# Calling Shimano Nexus 8 spd Users



## qayaq_alaska (Sep 12, 2005)

?What performance have you observed w/ Nexus 8 internal in really cold climes...does the Shimano grease go to sludge below zero and how does that affect the shifting? 

Anyone retro'd/regreased with low temp grease with success? How complex is the dis/reassembly?

Any issues with the drivetrain,or drum brake in wet-freezing conditions? Cabling and cable pulleys freezing?

Can the hub fit 135 mountain spaced frame? Do you have to use the drum assembly to get the spacing!

What chainline measurements can you expect? with the flp/flp cogs??

Can you use other 8spd shifters?



ML


----------



## dobber (Jul 15, 2004)

qayaq_alaska said:


> ?What performance have you observed w/ Nexus 8 internal in really cold climes...does the Shimano grease go to sludge below zero and how does that affect the shifting?
> 
> Anyone retro'd/regreased with low temp grease with success? How complex is the dis/reassembly?
> 
> ...


-The nominal hub spacing is 132.5 so it will work with 130/135 spaced frames.
-The chainline is 42 / 47 (flip-flop)
-The only shifter is the Nexus 8 Twist Shifter

I'm reworking my winter fixed 1x1 into a summertime urban crawler with Nexus 8, drop bars and Schwalbe Super Moto (26 x 2.35) tires.
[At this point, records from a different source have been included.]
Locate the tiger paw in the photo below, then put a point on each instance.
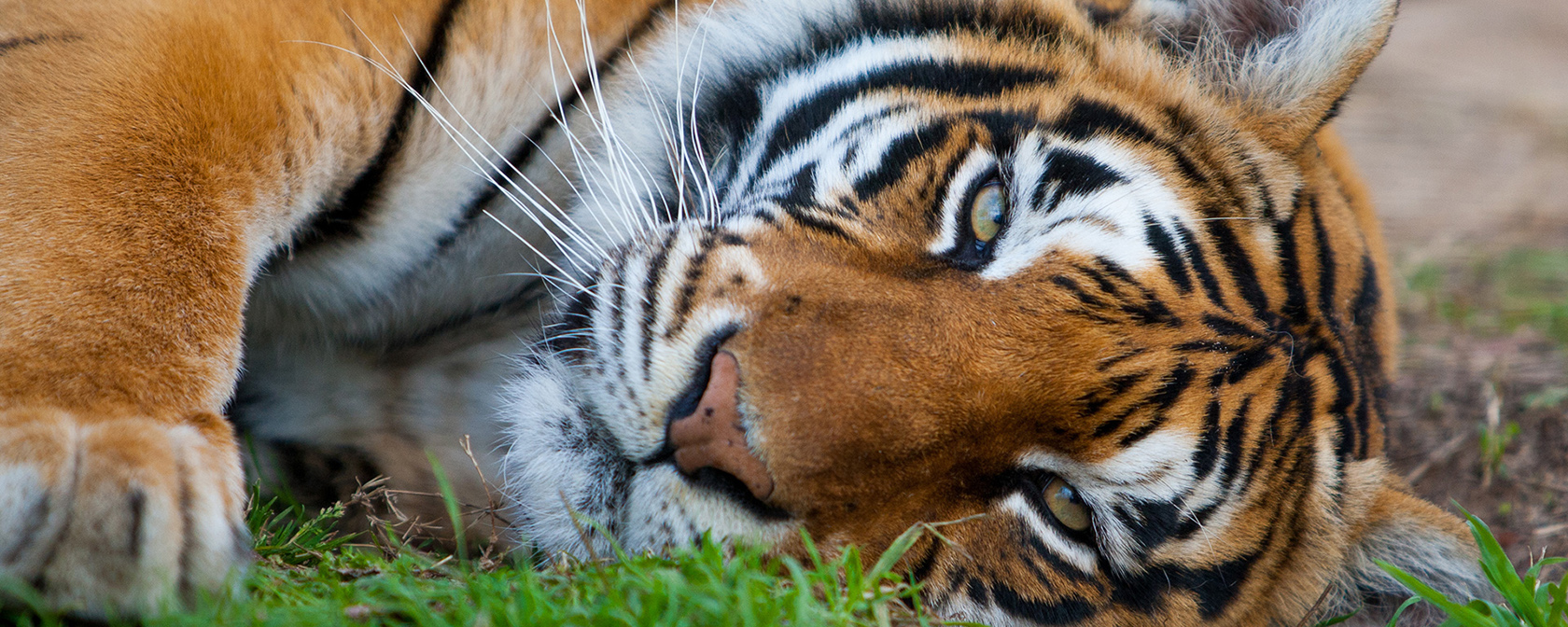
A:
(119, 516)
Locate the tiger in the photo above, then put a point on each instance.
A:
(1092, 284)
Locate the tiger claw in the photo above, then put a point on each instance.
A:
(122, 516)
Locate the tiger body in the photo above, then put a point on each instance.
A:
(1146, 378)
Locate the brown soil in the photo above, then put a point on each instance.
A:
(1462, 131)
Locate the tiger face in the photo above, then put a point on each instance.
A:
(1088, 283)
You can get a lot of info from Sheldons http://www.google.com/custom?q=nexu...;sheldonbrown.net&sitesearch=sheldonbrown.com

Service manual
http://www.sheldonbrown.com/nexus8/

I suspect trying to regrease it would be an adventure.


----------



## itsdoable (Jan 6, 2004)

I ran a 7-speed nexus for 1/2 a winter before it died (cracked half-shaft), but the grease ran fine.

Currently have a red-band 8-speed Nexus - not running it myself, it got installed on my in-law's bike. It gets used to ~-5C with no problems. But I'm waiting to see if I can get another one for my own testing. Shifting is fine so far.
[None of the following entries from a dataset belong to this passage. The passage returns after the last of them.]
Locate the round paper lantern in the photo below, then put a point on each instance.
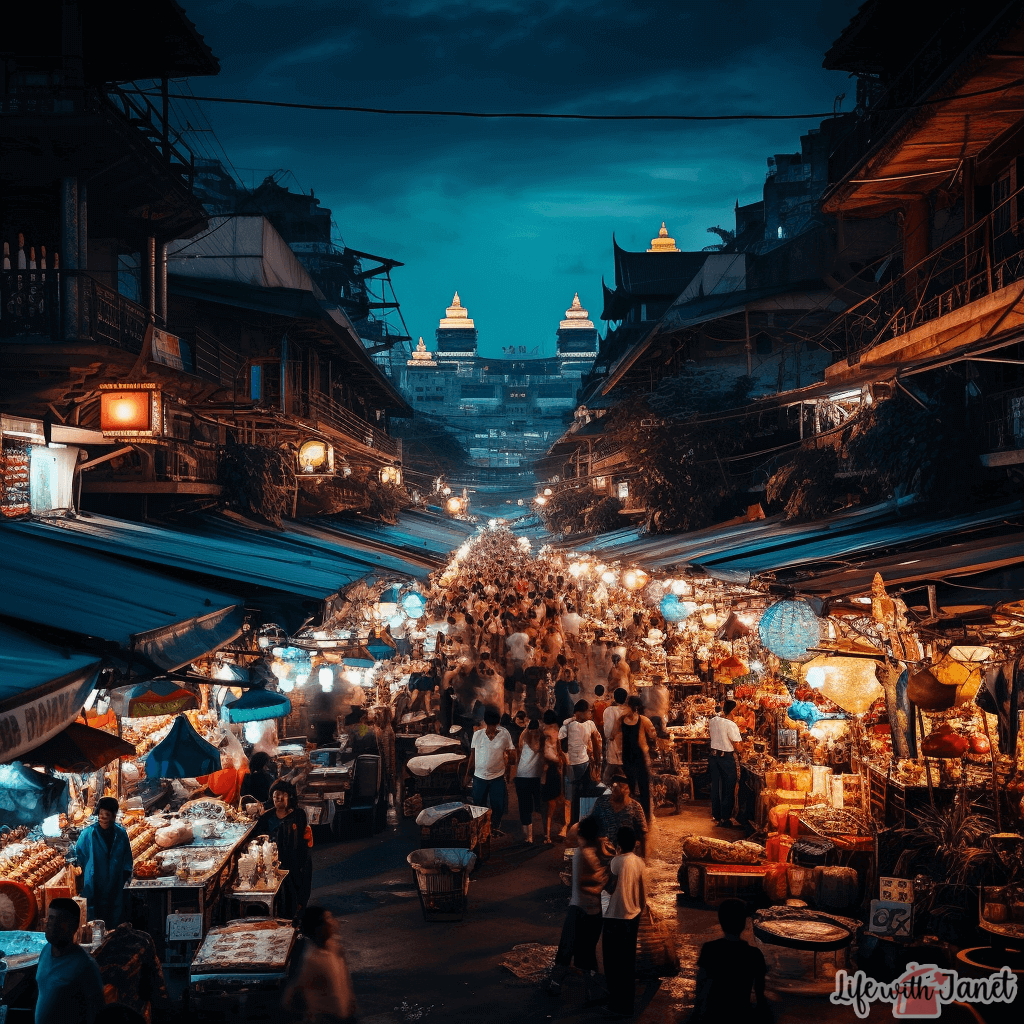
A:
(803, 711)
(676, 610)
(788, 628)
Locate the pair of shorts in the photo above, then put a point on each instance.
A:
(551, 783)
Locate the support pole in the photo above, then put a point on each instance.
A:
(69, 257)
(151, 276)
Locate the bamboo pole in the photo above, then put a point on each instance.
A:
(995, 787)
(928, 763)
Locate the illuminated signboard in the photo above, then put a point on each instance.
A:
(130, 411)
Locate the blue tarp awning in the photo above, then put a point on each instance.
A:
(220, 547)
(165, 623)
(42, 689)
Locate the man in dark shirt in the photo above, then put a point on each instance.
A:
(70, 987)
(620, 809)
(727, 970)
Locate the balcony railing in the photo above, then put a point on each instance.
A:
(169, 460)
(33, 304)
(982, 259)
(316, 406)
(1005, 421)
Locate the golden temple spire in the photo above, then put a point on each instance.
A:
(663, 244)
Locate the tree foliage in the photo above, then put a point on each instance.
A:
(257, 481)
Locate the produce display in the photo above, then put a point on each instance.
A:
(30, 862)
(246, 945)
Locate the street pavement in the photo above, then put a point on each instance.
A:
(407, 970)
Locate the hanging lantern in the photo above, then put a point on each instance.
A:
(414, 604)
(258, 705)
(788, 629)
(676, 610)
(634, 579)
(849, 682)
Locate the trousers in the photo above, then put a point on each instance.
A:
(619, 947)
(527, 792)
(491, 793)
(723, 784)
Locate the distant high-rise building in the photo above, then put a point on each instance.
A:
(577, 341)
(505, 409)
(456, 334)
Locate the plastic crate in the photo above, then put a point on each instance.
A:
(716, 883)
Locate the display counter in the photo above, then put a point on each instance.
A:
(189, 883)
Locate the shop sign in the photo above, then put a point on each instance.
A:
(27, 726)
(184, 927)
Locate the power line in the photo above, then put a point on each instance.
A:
(526, 115)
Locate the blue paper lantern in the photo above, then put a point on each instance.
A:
(676, 610)
(804, 711)
(414, 604)
(788, 629)
(258, 705)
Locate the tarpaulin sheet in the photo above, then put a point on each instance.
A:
(167, 623)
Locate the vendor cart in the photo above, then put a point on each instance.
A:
(326, 790)
(442, 882)
(241, 970)
(180, 906)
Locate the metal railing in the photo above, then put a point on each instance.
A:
(982, 259)
(316, 406)
(31, 304)
(1005, 421)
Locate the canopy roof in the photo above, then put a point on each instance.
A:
(50, 583)
(217, 546)
(837, 556)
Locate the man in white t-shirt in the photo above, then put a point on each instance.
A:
(726, 741)
(613, 750)
(491, 759)
(622, 923)
(584, 743)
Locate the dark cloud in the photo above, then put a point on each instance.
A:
(517, 215)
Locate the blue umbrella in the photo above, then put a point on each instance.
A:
(258, 705)
(182, 754)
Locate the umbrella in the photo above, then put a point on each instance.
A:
(159, 696)
(29, 797)
(358, 657)
(182, 754)
(258, 705)
(80, 749)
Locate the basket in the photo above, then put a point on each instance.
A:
(441, 785)
(442, 882)
(453, 832)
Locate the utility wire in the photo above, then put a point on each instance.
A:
(579, 117)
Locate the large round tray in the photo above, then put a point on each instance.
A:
(813, 933)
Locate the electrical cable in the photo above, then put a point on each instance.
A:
(525, 115)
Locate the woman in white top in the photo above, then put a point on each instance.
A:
(529, 769)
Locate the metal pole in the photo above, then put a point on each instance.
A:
(151, 276)
(69, 256)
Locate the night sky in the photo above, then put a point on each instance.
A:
(516, 215)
Roller brake works fine in the cold, cable freezing issues are the same as any bike.

Hub comes spaced 132.5mm with or without roller brake (no change), I've re-spaced it out to 135 for an mtb frame.

Never measured the chain line, I used square taper BB's so it's always a gamble what you get. Cogs can be flipped to adjust chain line, I'm using the middle chain-ring position.

Must use the Nexus shifter, propriotary cable pull. But you have the choise of twist or trigger.

Cheers,

Tom


----------